Here we are using the following EI artefacts to implement this scenario.

  • Proxy Service (CMProxy) — this is the entry point of the message processing flow. When a request comes into this service, the process will start. You can define this logic in a sequence and use a scheduled task to trigger this process periodically if needed
  • Data service (SampleDS) — this data service provides 2 operations. One to get the count of all the records and another one to get a selected set of rows from the database table
  • Class mediator (TestMediator) — this mediator implements the logic to iterate through the entire data set by calling the data service in a loop
  • DB calling sequence (dblookupsequence) — this sequence calls the data service to select a set of data from the table and iterate through each data element and send that to
  • Message Store (Store1, Store2) — these message stores are used to store the messages which are generated from the iterator.
  • FailedMessageStore (FailedMessageStore1,2) — these message stores are used to store the messages which got 500 SC responses. There is a limitation in the message processor that it will consider 500 SC responses are successful responses and remove the message from the message store.
  • MessageProcessor (Processor1, 2) — message processors are taking the message from the store and sending it to the backend for processing
  • ReplyHandler sequence— when the message processor get a response, it will go through the reply handler. Since message processor considers 500 responses as normal responses, it is checked and put into a failedMessageStore within this sequence
  • storeFaultHandler sequence — this sequence is executed when there is a failure occurred when processing the message from message processor
  • endpoint (endpoint1, endpoint2) — these are the actual backend services which these messages need to be delivered in an orderly manner

The full source code for this implementation can be found in the below GitHub repository.

When a request is received to the proxy service, it starts executing in the below mentioned order.

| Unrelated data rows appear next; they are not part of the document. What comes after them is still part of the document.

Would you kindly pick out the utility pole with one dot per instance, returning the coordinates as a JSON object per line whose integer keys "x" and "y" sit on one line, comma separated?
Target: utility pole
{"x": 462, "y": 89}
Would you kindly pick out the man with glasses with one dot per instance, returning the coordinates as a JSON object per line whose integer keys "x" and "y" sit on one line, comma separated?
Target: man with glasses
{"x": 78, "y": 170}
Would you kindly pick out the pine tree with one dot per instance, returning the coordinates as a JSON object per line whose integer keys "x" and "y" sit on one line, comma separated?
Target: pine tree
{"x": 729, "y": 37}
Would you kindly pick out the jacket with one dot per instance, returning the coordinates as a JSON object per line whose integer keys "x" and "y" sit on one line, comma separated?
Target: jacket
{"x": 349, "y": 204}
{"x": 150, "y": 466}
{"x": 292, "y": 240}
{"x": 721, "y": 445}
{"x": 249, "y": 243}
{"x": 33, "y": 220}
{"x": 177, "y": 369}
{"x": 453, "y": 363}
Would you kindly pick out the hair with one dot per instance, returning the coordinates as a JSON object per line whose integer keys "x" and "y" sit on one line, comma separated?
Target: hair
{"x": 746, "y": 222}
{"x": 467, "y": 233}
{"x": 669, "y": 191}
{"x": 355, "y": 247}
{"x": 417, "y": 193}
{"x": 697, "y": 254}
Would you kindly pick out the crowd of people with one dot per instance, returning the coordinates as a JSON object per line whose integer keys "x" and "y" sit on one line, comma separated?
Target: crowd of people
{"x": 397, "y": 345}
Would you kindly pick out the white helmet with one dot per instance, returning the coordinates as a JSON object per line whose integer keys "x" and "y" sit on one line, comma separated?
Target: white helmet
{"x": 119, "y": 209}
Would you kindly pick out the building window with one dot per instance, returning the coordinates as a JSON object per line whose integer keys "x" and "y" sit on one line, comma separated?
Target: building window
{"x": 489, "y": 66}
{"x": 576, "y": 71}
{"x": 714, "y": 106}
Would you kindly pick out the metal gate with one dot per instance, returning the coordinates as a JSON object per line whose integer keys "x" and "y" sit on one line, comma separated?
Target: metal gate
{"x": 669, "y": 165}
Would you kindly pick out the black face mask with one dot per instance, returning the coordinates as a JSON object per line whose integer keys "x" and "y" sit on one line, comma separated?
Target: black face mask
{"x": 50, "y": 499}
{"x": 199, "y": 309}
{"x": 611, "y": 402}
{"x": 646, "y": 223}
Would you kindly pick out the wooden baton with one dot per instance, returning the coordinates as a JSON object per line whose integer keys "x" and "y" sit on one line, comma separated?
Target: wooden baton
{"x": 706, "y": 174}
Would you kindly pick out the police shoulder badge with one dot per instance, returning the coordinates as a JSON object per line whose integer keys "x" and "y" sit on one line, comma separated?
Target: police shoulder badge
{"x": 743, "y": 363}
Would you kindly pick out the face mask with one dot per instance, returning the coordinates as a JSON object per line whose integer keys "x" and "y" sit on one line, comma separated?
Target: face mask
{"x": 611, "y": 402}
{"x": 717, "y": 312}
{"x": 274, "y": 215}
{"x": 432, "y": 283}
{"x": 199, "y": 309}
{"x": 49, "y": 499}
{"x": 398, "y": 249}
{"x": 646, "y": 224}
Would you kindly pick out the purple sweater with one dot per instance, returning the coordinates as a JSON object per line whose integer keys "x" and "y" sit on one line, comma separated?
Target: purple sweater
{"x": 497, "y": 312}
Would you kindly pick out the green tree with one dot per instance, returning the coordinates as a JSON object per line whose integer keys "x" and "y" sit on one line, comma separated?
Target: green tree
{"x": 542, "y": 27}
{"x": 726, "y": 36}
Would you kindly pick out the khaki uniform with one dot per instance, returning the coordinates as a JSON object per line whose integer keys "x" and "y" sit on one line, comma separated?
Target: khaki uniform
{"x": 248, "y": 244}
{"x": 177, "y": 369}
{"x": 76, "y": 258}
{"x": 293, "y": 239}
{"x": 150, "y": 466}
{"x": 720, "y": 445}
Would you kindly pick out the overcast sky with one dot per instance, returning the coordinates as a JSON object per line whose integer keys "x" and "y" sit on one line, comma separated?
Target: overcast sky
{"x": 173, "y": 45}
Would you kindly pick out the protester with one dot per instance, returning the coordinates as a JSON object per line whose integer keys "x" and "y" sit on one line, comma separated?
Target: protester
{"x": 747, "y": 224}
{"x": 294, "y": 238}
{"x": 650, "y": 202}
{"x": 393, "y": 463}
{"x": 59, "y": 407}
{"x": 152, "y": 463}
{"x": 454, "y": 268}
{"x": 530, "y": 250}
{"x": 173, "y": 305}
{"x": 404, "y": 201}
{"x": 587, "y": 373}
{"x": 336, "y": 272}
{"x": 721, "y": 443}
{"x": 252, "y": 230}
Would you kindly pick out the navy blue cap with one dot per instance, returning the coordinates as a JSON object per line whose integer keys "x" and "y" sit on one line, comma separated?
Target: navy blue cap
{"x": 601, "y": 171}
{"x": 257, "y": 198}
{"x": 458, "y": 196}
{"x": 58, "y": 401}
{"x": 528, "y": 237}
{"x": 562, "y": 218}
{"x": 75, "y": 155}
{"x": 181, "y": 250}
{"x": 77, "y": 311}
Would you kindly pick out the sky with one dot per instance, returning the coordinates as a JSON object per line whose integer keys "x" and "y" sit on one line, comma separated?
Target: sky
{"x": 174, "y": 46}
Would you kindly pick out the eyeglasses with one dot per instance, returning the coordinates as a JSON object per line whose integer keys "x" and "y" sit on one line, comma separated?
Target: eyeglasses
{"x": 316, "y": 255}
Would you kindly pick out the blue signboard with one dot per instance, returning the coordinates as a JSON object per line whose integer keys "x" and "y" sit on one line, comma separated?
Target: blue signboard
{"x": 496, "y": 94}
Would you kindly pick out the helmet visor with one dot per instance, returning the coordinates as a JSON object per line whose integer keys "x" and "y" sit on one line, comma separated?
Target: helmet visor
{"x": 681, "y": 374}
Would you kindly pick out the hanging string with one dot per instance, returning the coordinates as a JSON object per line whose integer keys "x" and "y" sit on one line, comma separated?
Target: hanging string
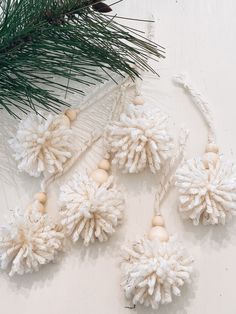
{"x": 201, "y": 104}
{"x": 169, "y": 170}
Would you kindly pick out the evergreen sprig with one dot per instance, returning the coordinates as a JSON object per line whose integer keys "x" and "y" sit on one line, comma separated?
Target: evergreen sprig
{"x": 44, "y": 39}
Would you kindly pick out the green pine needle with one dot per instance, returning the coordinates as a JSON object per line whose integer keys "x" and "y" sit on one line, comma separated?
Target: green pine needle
{"x": 44, "y": 39}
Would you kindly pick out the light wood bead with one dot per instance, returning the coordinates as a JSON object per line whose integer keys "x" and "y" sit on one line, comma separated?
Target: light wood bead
{"x": 158, "y": 221}
{"x": 41, "y": 208}
{"x": 138, "y": 101}
{"x": 213, "y": 148}
{"x": 41, "y": 197}
{"x": 107, "y": 156}
{"x": 65, "y": 120}
{"x": 210, "y": 158}
{"x": 158, "y": 233}
{"x": 99, "y": 176}
{"x": 104, "y": 164}
{"x": 71, "y": 114}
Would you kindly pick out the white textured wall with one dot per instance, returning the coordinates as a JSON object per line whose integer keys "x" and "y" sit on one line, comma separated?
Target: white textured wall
{"x": 200, "y": 39}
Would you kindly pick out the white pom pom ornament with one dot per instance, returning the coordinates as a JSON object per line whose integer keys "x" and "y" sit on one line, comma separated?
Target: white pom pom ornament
{"x": 28, "y": 241}
{"x": 139, "y": 138}
{"x": 42, "y": 145}
{"x": 154, "y": 271}
{"x": 90, "y": 210}
{"x": 207, "y": 195}
{"x": 155, "y": 267}
{"x": 207, "y": 184}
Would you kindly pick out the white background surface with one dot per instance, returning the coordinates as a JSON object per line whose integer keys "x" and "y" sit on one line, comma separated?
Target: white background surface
{"x": 200, "y": 38}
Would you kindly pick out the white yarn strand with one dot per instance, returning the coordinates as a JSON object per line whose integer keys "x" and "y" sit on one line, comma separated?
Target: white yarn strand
{"x": 154, "y": 270}
{"x": 201, "y": 104}
{"x": 90, "y": 211}
{"x": 206, "y": 184}
{"x": 165, "y": 184}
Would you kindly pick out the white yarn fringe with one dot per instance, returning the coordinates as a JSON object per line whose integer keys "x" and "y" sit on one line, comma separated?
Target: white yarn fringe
{"x": 90, "y": 211}
{"x": 28, "y": 241}
{"x": 138, "y": 139}
{"x": 154, "y": 271}
{"x": 207, "y": 195}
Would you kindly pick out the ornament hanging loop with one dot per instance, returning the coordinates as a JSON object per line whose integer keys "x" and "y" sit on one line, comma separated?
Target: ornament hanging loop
{"x": 201, "y": 104}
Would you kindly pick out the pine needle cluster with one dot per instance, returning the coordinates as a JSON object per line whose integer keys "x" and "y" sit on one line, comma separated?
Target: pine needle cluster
{"x": 71, "y": 39}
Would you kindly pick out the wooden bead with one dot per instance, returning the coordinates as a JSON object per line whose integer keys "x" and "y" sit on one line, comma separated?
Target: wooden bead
{"x": 210, "y": 158}
{"x": 41, "y": 197}
{"x": 71, "y": 114}
{"x": 158, "y": 221}
{"x": 107, "y": 156}
{"x": 158, "y": 233}
{"x": 65, "y": 120}
{"x": 104, "y": 164}
{"x": 100, "y": 176}
{"x": 40, "y": 207}
{"x": 213, "y": 148}
{"x": 138, "y": 101}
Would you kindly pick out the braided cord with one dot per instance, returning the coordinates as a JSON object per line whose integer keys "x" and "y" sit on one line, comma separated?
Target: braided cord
{"x": 169, "y": 171}
{"x": 201, "y": 104}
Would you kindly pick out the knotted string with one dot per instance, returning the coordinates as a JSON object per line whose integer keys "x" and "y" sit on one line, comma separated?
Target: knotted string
{"x": 200, "y": 103}
{"x": 169, "y": 171}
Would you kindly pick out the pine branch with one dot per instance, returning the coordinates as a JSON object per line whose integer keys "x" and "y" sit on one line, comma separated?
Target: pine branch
{"x": 44, "y": 39}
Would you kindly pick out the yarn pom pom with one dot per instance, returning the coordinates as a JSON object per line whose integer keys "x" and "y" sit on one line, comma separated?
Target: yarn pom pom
{"x": 207, "y": 195}
{"x": 139, "y": 138}
{"x": 28, "y": 241}
{"x": 90, "y": 211}
{"x": 154, "y": 271}
{"x": 42, "y": 145}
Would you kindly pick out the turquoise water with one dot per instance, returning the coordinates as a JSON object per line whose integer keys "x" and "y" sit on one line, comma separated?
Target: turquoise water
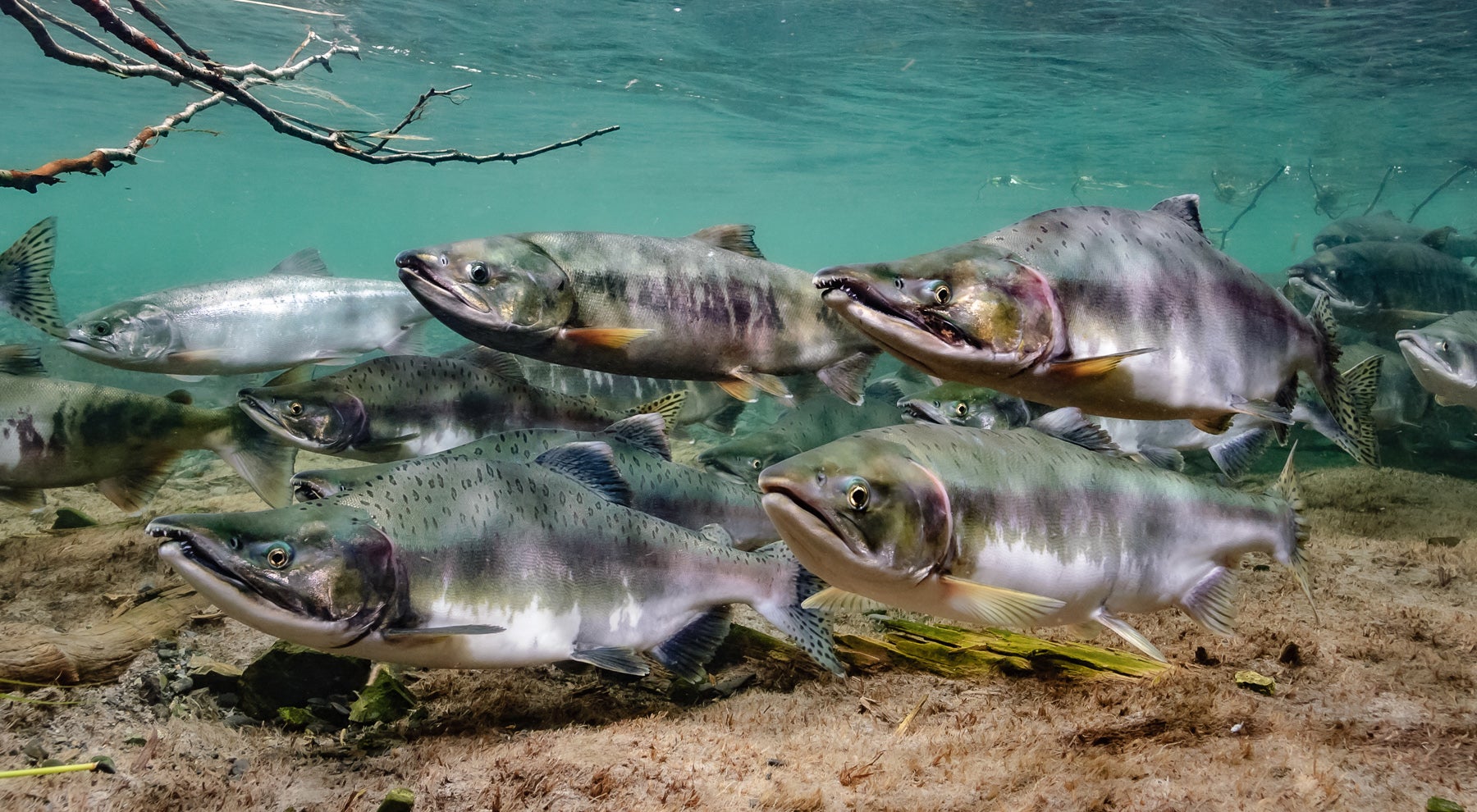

  • This implementation starts with a proxy service (this can be an API or Sequence) which calls a data service to get the count of all the rows available at the database table.
  • Then this count is set to a synapse property.
  • After that, there is a class mediator (written in Java) which reads the “count” value and take a parameter called “limit” which will decide the number of records read at once from the database when processing. This parameter allows users to get rid of any OOM errors and provide more control to the processing step. Within this class mediator, it will loop through the chunks of data of “limit” size and call a sequence which is stored in registry under “conf” section.
  • Within the sequence, it will take the “startValue” and “limitValue” parameters which were set in the class mediator and call the dataservice with these parameters to read exactly that segment of the table (from “startValue” a chunk of “limitValue”) and then iterate through this data set, clone and store them one by one in 2 different message stores. These message stores are backed by message queues created in WSO2 EI Broker profile which is running with offset 3. You should run this within your local machine to test this implementation. This process will be repeated from the class mediator until the table data is fully read.
  • The message store will store these messages in the same order which were present in the database table. Then a message processor is configured to consume these messages in the same order (FIFO) and send to an endpoint.
  • This endpoint will process the message and give a response. If there is a failure in the endpoint, the message processor will retry 4 times and then deactivate without processing further messages. This will prevent messages from losing.
  • Once the process is completed, the messages are delivered to the endpoint in the same order which was stored in the database table and you can verify that by looking at the log file.
  • Make sure to save the “dblookupsequence” in the registry under “conf” path since that is the path referred by the class mediator.

A sample database table used for this implementation is similar to below table.

Sample table

That’s all you need to do. This scenario covered a lot of different aspects of integration. Here are some of the key points

  • Iterating through messages
  • Cloning messages
  • Implement pagination when reading from a table
  • Guaranteed delivery
  • In-order delivery
  • Processing a large set of data without going OOM

You can use sections of this implementation to fulfil the aforementioned use cases separately.